Warren Buffet, one of the world’s smartest investors, one said, “Risk comes from not knowing what you’re doing.” Knowledge is the key to reducing risks. That’s why you need to know why the current market may be ripe for insurance agency mergers. Of course, there are a lot of variables to look at. But, here are three key reasons now might be a good time to merge your insurance agency with another.
Young Insurance Agents are Changing the Game
The insurance industry has been very slow to change. It’s about time for a revolution. Younger insurance agents are starting to work with no storefront. They are opening agencies entirely online. By themselves. This is something that will come as a shock to most insurance agencies who have been operating at a physical brick and mortar location for years. Perhaps the more tech-savvy owners may have seen it coming. Like every industry, the leaders are those that can adapt to the times and use the newest technology to stay ahead of the game. By finding new, young agencies ran by tech-savvy, intelligent people to merge with, you’re paving the path to growth in the coming years. Just be sure to continue learning about upcoming trends.
Relationships are Important Again
In a world of slashed prices and cutting costs, insurance agencies have long been competing on price. However, as millennials begin to grow up and become the main market of interest for businesses, we need to focus more on relationships. Millennials are less price sensitive than baby boomers. They care more about experiences, honesty, and proper treatment. A survey given to young agents found that 94.1% believed success in the insurance business is mostly about relationships. By merging with an agency already good at developing strong customer relationships, you’re gaining a competitive edge.
Social Media is Becoming a Major Player in Marketing
The vast majority of insurance agencies out there have a poor use of social media. They’ve been around for dozens of years and have always done things the same way. The same marketing outlets, the same message, the same people. With newer players in the insurance industry going entirely virtual and using little to no paid advertising, older players are going to take a huge hit. However, if you can find an agency using social media successfully, you can propose a merge. They may be able to benefit from your physical advertising expertise, and you can benefit from their digital marketing efforts.

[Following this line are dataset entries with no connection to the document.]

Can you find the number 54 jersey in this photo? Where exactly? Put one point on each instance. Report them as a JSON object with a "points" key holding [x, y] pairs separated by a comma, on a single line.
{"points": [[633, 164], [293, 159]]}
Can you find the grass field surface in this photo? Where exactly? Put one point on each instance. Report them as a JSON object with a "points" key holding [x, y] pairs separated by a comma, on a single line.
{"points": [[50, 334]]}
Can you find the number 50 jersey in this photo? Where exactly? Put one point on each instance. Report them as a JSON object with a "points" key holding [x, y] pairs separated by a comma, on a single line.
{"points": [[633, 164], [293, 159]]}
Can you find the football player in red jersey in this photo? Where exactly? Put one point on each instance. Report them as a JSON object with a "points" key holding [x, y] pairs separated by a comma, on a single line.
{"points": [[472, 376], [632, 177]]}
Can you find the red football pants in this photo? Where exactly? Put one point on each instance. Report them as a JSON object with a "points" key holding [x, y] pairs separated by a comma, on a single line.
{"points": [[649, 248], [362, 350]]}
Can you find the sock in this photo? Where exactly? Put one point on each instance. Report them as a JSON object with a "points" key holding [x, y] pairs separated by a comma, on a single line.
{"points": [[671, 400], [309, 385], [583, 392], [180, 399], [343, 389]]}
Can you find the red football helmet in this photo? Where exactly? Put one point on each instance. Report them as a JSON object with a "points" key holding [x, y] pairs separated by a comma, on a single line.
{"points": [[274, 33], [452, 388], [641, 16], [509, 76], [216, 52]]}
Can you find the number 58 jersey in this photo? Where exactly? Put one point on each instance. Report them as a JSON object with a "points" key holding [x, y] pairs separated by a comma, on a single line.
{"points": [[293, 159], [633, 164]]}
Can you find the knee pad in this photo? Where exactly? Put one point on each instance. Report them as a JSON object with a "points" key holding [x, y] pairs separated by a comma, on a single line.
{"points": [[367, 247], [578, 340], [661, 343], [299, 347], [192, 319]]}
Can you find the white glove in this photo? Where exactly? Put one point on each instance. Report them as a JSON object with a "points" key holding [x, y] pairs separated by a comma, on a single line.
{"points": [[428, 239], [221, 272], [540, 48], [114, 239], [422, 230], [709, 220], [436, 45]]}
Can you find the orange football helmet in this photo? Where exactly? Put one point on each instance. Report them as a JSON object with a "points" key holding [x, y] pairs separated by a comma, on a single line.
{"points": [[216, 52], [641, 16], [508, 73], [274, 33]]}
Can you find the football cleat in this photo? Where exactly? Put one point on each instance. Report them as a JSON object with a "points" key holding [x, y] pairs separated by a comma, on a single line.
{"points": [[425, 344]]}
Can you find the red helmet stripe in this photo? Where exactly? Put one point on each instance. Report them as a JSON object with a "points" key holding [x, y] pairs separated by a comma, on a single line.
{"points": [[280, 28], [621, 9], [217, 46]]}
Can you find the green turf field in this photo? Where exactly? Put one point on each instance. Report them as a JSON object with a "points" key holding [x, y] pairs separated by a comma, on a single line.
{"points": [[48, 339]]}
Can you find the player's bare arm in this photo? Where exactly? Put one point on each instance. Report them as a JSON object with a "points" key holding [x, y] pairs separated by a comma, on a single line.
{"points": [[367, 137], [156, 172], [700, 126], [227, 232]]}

Merging may not always be the best decision, but now might be a great time to do so. Merging with a younger insurance agency who has a handle on advanced digital marketing strategies can boost your growth rate and, ultimately, your bottom line. Find someone who is capable of creating meaningful, lasting relationships with their clients and uses social media effectively. The two of you can work together to diminish each other’s weak points and bolster your strengths.